Army Spc. Michael Conner Humphreys stands at attention for the camera in Fort Riley, Kan., Friday, May, 9, 2008. Humphreys, who played "Young Forrest Gump" in the movie "Forrest Gump" served a year in Iraq and is now stationed at Ft. Riley. Humphreys' enlistment ends June 4 and he has landed a role in the upcoming film "Pathfinders." (AP Photo/Chuck France)
FORT RILEY, Kan. - As a boy, Michael Conner Humphreys made a splash on the silver screen as "Young Forrest Gump." As an adult, he somewhat mirrored the life of his movie character: He joined the Army and fought in an unpopular war.
Humphreys' enlistment ends June 4 and Hollywood is already calling. He's landed a role in an independent film, playing, of course, a soldier.
It's a route similar to that of Tom Hanks, who won the Oscar for playing adult Forrest Gump.
Hanks later starred in "Saving Private Ryan" and produced "Band of Brothers," a series about the men of Easy Company of the 506th Parachute Infantry Regiment during World War II.

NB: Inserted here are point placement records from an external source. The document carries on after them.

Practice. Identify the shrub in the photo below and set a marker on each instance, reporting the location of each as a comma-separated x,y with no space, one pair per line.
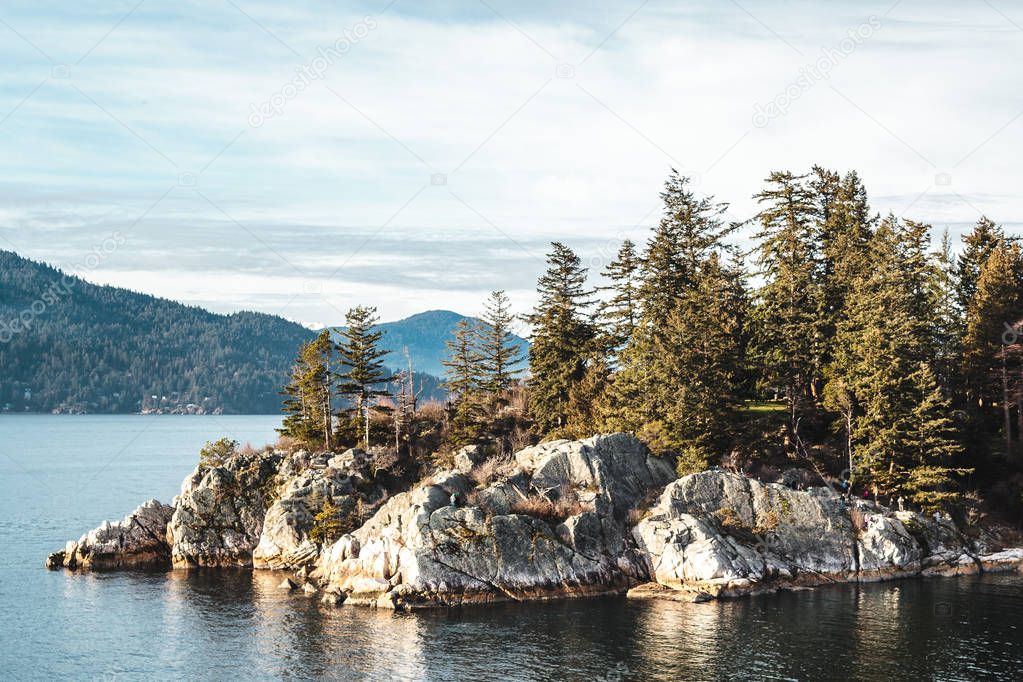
858,519
768,523
491,469
287,444
552,512
217,453
331,521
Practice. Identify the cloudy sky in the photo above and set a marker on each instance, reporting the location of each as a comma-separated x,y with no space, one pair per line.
303,158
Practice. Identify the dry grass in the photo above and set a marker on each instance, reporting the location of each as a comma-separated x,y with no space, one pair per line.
858,519
287,444
247,450
491,469
552,512
769,521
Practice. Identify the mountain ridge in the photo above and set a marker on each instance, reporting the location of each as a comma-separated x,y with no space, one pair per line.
70,346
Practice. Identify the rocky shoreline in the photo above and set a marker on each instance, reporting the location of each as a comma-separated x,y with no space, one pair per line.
561,519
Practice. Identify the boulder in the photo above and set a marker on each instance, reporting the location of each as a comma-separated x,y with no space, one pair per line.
722,534
418,550
137,541
284,542
218,516
469,456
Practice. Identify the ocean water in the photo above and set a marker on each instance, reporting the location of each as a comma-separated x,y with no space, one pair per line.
61,475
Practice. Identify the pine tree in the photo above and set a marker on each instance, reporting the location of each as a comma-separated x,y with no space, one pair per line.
996,306
979,244
307,403
882,377
362,370
618,316
929,476
843,228
790,339
499,356
643,390
562,338
703,357
690,229
465,383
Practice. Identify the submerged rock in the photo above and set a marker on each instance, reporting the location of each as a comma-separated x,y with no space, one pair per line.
137,541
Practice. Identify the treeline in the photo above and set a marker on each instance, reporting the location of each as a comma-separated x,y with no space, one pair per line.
341,395
70,346
842,342
889,359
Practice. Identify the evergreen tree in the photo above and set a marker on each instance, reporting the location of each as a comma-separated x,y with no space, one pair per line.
617,317
499,356
562,337
466,378
688,231
686,337
843,230
882,377
988,367
307,403
979,244
702,352
362,369
789,345
929,476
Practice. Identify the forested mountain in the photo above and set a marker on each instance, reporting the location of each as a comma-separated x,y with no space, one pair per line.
70,346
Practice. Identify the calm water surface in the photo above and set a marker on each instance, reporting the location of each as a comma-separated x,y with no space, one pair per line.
60,475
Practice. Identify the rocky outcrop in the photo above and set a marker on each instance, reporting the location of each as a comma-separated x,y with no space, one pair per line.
720,534
343,480
560,519
137,542
218,516
509,542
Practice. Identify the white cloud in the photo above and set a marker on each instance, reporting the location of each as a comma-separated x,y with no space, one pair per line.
534,156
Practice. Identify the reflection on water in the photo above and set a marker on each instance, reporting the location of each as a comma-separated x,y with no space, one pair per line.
217,625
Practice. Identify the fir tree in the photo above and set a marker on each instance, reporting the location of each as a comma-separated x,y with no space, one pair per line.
617,317
882,378
988,366
790,339
499,356
645,389
307,403
979,244
465,381
562,337
362,370
929,474
703,356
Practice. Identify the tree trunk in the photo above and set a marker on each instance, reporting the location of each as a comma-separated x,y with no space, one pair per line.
1005,406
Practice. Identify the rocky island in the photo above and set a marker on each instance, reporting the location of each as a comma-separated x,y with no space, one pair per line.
564,518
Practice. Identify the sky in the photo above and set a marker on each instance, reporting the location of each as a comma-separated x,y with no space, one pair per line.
299,158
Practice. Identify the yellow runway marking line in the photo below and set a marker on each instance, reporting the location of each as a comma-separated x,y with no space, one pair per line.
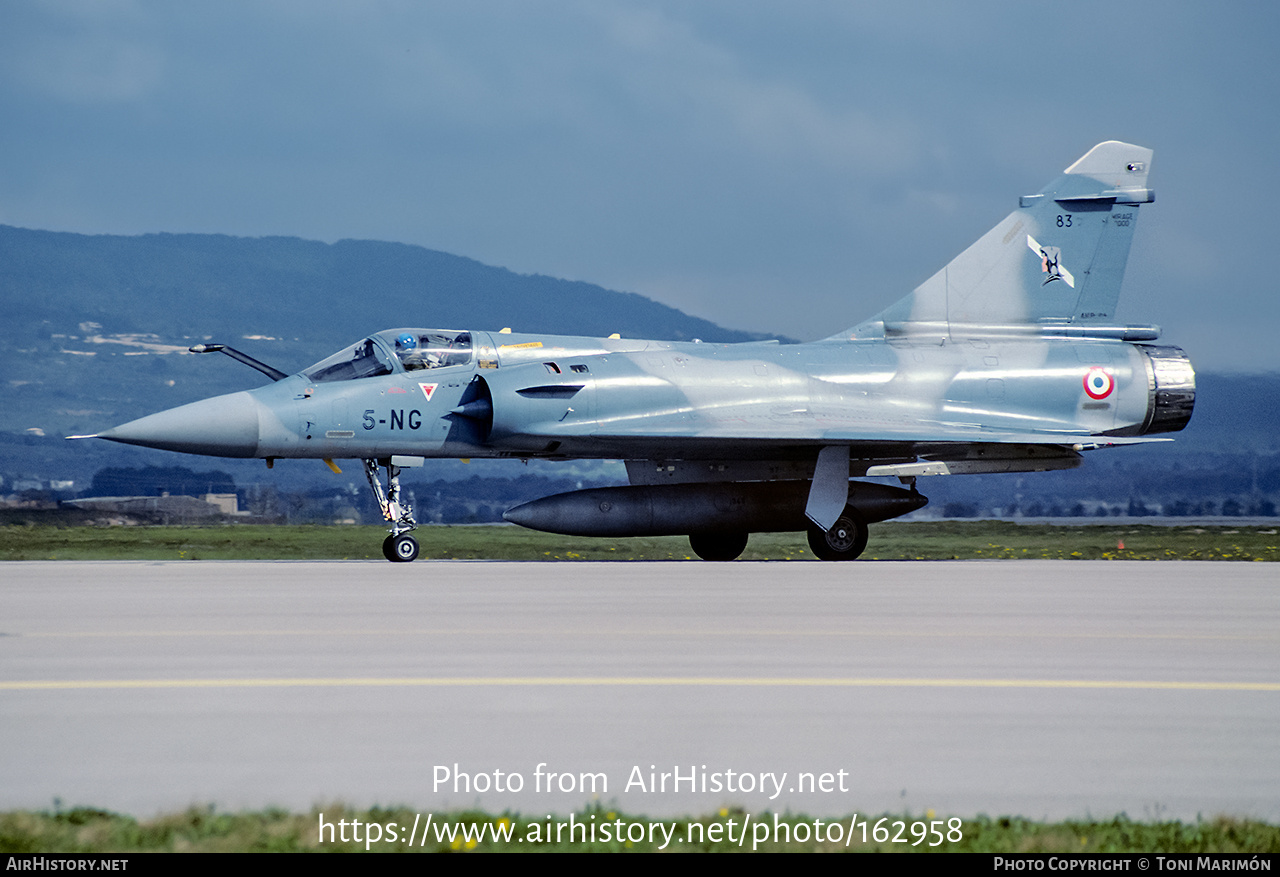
673,631
631,681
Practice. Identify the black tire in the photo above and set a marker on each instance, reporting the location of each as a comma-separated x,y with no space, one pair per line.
844,542
717,546
400,549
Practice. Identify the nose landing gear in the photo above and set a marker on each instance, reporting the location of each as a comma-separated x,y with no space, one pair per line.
398,547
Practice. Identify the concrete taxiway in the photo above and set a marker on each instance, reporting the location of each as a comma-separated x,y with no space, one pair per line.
1034,688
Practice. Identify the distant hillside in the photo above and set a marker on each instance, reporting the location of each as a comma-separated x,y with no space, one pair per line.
95,327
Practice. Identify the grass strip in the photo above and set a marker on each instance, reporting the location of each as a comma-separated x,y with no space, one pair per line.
924,540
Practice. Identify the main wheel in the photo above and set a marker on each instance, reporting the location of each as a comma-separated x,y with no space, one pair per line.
844,542
400,549
717,546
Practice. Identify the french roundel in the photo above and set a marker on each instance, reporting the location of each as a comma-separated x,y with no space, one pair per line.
1098,383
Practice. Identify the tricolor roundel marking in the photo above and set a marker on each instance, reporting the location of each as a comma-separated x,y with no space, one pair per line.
1098,383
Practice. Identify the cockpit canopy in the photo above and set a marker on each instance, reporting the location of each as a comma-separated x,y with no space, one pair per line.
392,351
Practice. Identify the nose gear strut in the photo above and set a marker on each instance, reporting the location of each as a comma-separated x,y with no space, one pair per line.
398,547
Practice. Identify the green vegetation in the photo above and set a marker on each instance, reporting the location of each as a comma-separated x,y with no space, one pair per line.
928,540
278,831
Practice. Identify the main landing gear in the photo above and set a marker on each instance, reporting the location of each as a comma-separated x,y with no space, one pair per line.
842,542
400,547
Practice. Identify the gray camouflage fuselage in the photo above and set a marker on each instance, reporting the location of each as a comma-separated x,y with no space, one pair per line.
1006,360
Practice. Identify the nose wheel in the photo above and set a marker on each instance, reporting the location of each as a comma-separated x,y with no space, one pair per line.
398,547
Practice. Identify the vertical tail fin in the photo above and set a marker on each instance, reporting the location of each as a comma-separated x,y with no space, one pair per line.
1059,259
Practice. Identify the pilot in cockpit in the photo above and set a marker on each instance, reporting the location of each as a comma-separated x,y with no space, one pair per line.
415,356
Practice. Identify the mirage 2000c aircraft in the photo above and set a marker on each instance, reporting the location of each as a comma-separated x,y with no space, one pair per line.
1008,360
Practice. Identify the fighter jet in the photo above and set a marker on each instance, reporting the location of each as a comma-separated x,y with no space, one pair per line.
1008,360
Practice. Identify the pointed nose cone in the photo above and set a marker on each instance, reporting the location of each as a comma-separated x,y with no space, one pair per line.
222,426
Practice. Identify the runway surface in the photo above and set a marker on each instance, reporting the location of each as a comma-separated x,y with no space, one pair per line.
1032,688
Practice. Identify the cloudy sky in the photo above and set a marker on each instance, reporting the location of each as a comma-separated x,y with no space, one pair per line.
778,167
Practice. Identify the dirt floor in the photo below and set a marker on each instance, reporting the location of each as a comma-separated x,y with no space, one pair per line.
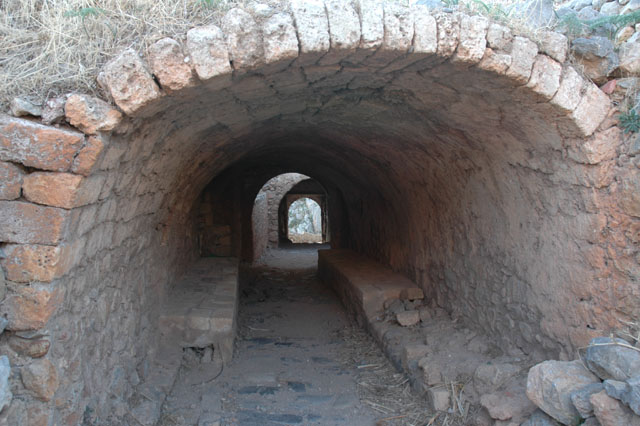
299,359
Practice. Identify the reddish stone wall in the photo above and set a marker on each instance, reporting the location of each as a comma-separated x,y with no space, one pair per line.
477,163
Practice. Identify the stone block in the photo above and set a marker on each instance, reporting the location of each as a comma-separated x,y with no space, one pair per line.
29,308
591,110
313,29
473,39
28,263
87,159
40,378
523,55
550,384
279,38
170,66
372,23
609,359
64,190
129,83
36,145
243,38
10,181
209,54
91,114
545,77
27,223
408,318
567,96
425,38
448,33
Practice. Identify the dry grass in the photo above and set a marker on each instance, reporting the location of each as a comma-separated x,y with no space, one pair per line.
49,47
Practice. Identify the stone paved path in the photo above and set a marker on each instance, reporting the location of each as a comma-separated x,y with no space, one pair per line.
288,367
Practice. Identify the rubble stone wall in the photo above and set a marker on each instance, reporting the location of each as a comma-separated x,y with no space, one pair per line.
476,162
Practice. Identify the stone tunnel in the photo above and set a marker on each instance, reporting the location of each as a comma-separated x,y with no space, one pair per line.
478,163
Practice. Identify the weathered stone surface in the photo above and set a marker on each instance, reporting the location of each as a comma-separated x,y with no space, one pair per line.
5,388
568,97
208,50
27,263
523,55
129,83
425,31
372,23
555,45
40,377
581,399
628,392
413,293
540,418
20,107
35,145
550,384
31,347
608,359
27,223
629,196
170,66
313,29
507,405
408,318
86,161
29,308
64,190
545,77
596,55
90,114
591,110
279,38
10,181
448,33
243,39
489,377
439,398
473,41
611,412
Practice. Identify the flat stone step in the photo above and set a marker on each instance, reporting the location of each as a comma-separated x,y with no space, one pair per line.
362,284
202,307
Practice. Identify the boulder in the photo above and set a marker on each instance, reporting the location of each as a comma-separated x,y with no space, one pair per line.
611,412
627,392
550,384
581,399
609,359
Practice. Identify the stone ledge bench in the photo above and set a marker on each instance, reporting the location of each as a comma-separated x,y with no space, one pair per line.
201,308
362,284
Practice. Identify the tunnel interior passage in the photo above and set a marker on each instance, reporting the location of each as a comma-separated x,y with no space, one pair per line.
473,161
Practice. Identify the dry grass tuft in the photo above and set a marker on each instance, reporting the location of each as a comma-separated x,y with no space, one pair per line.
51,47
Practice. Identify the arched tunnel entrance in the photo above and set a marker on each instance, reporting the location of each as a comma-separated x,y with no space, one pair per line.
472,162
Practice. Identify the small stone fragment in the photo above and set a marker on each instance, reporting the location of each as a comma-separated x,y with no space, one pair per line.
20,107
439,398
408,318
34,348
40,378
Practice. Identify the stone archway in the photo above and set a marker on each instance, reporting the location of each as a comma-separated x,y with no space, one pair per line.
491,171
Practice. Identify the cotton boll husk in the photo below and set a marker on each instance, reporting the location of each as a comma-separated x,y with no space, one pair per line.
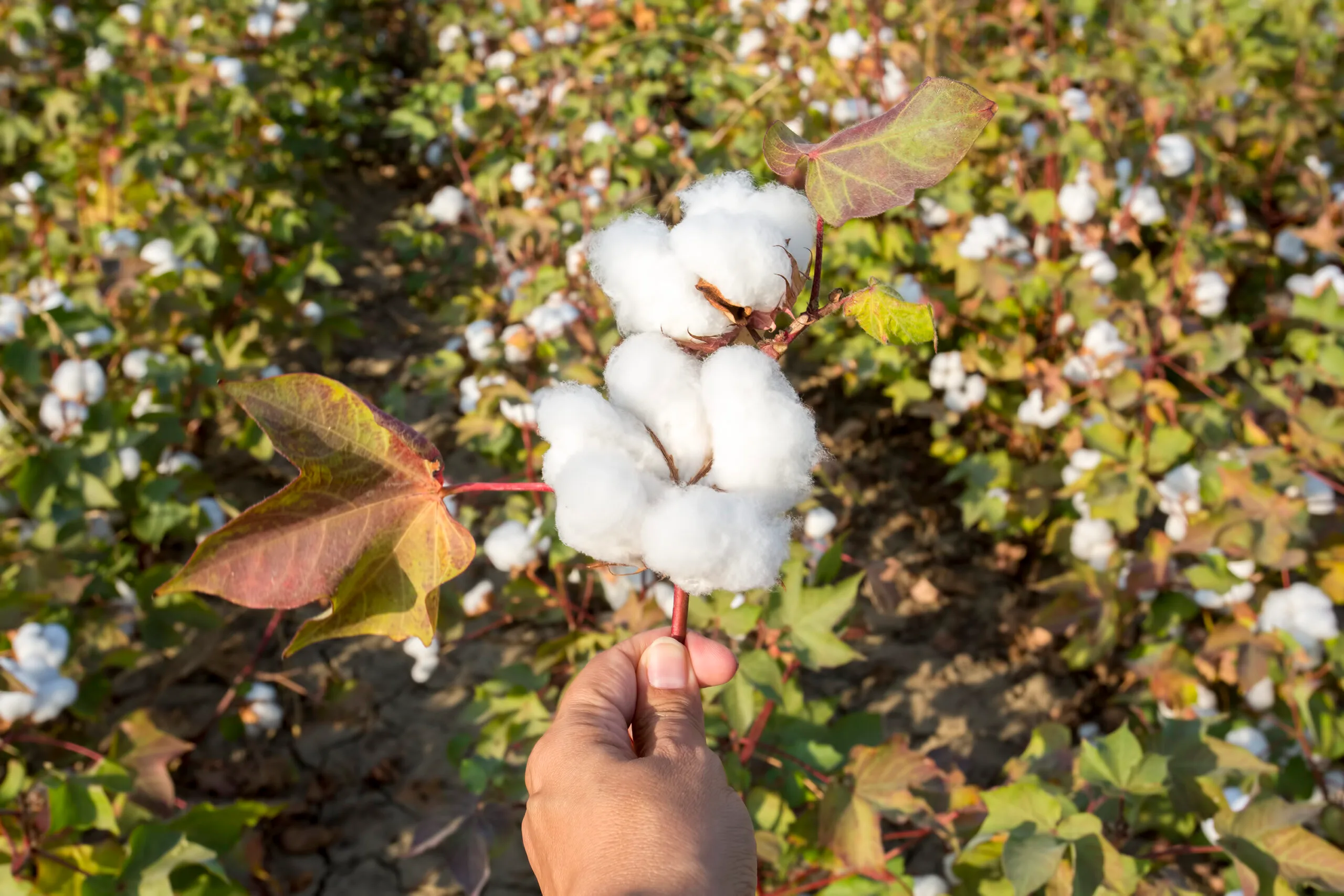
654,379
649,289
741,254
601,500
574,418
764,438
705,541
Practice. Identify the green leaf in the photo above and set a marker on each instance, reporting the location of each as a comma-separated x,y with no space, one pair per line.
812,613
851,828
1119,761
884,775
1166,446
362,525
154,853
878,164
1018,804
1031,860
887,318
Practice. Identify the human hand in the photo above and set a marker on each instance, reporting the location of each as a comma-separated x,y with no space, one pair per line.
625,797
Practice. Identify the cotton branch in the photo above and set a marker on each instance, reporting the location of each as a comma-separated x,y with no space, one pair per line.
776,347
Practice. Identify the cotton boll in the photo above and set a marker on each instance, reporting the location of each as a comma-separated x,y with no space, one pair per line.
1304,612
1290,248
740,254
649,288
968,395
1079,462
1033,412
819,523
1210,294
522,176
1144,205
929,886
1078,202
1260,696
705,541
1076,104
15,705
128,458
947,371
479,599
601,500
510,547
1100,265
1249,739
1093,542
1320,496
38,647
1175,155
575,418
51,698
654,379
448,206
764,438
80,382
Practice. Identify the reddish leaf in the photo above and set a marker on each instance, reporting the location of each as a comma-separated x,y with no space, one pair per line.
151,753
363,525
885,775
851,828
878,164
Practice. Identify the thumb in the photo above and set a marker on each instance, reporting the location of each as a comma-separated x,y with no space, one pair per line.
668,715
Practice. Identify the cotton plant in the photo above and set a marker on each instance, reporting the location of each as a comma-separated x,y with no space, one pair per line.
1179,499
261,712
426,659
35,688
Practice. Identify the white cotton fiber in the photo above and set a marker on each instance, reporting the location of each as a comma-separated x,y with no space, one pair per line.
741,254
601,500
762,437
705,541
654,379
575,418
784,208
728,193
649,289
510,546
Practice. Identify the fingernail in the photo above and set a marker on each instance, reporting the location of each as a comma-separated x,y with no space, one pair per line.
666,664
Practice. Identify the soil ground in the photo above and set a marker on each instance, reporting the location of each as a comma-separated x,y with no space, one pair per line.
944,626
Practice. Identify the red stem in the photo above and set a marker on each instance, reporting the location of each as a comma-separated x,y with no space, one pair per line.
680,601
252,664
64,745
815,301
495,487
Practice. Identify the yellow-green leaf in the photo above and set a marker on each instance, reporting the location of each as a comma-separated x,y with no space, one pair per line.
878,164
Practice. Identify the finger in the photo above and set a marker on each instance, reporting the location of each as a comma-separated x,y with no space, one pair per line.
668,715
598,707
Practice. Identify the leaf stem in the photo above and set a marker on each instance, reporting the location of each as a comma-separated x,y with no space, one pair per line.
494,487
815,301
680,602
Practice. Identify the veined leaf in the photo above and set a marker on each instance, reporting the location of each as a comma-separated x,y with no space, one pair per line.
890,319
878,164
363,525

"I guess I'm following in his tracks," Humphreys said.
The film is called "Pathfinders," the story of the men of the 504th Parachute Regiment who jumped into Normandy early on D-Day to disrupt German activities and find the way for the coming invasion force. He heads to Oregon later this year for filming, playing the part of Eddie Livingston, one of the original pathfinders.
"It's a small start. I'm still going to go to school at the University of North Alabama, but if (acting) snowballs and it goes somewhere else, that'd be fine," he said.
Humphreys said making "Forrest Gump" was a great experience and he fondly remembers Hanks and Sally Field, who played his mother.
"Both of them were excellent people, just like you would expect them to be," he said.
He was especially excited to work with director Robert Zemeckis. Humphreys said he was familiar with Zemeckis' other works, including the "Back to the Future" trilogy.
"I tried to get him to do a fourth," Humphreys said.
He recalled that during filming he and Hanks worked closely to match the boy's running style and accent. Humphreys has since lost most of his distinctive Southern drawl but maintains the boyish looks, right down to the cropped Army haircut and lean body. His face looks a bit older, but doesn't appear to need to shave daily.
Humphreys said he chose not to chase an acting career as a child because he liked school and was content to continue growing up in the South, even though his parents would have backed him. There were offers, but until now, the only ones he took were in high school productions.
"No one really wanted to move to LA," he said.
He joined the Army in 2005, fulfilling a deep-seated desire to serve his country. He is an infantryman assigned to a tank battalion and was once stationed at the same post in Germany where Elvis Presley stayed. In the movie, Elvis stayed overnight with the Gumps, teaching the boy to dance.
After a year deployed to Iraq in its dangerous Anbar Province, Spc. Humphreys was transferred to Fort Riley. His unit is training to go to Iraq after he gets out.
"It was a good experience and you saw a lot of bad things, a lot of people got hurt over there," he said. "There was definitely a lot of violence. I just hope that we did some good. In the end, I learned a lot and I hope it made me a better person."
Humphreys said his movie career was always included in his personnel file but he never talked about it unless others broached the subject. At Fort Riley, he's affectionately known as "Gump." However, he said, acting and being a soldier aren't all that different.
"No doubt that being a soldier is something that you have to do. You have to force it," Humphreys said. "No human is designed to do certain things. You have to make yourself be that person, it's an engineered effect. The same thing as acting."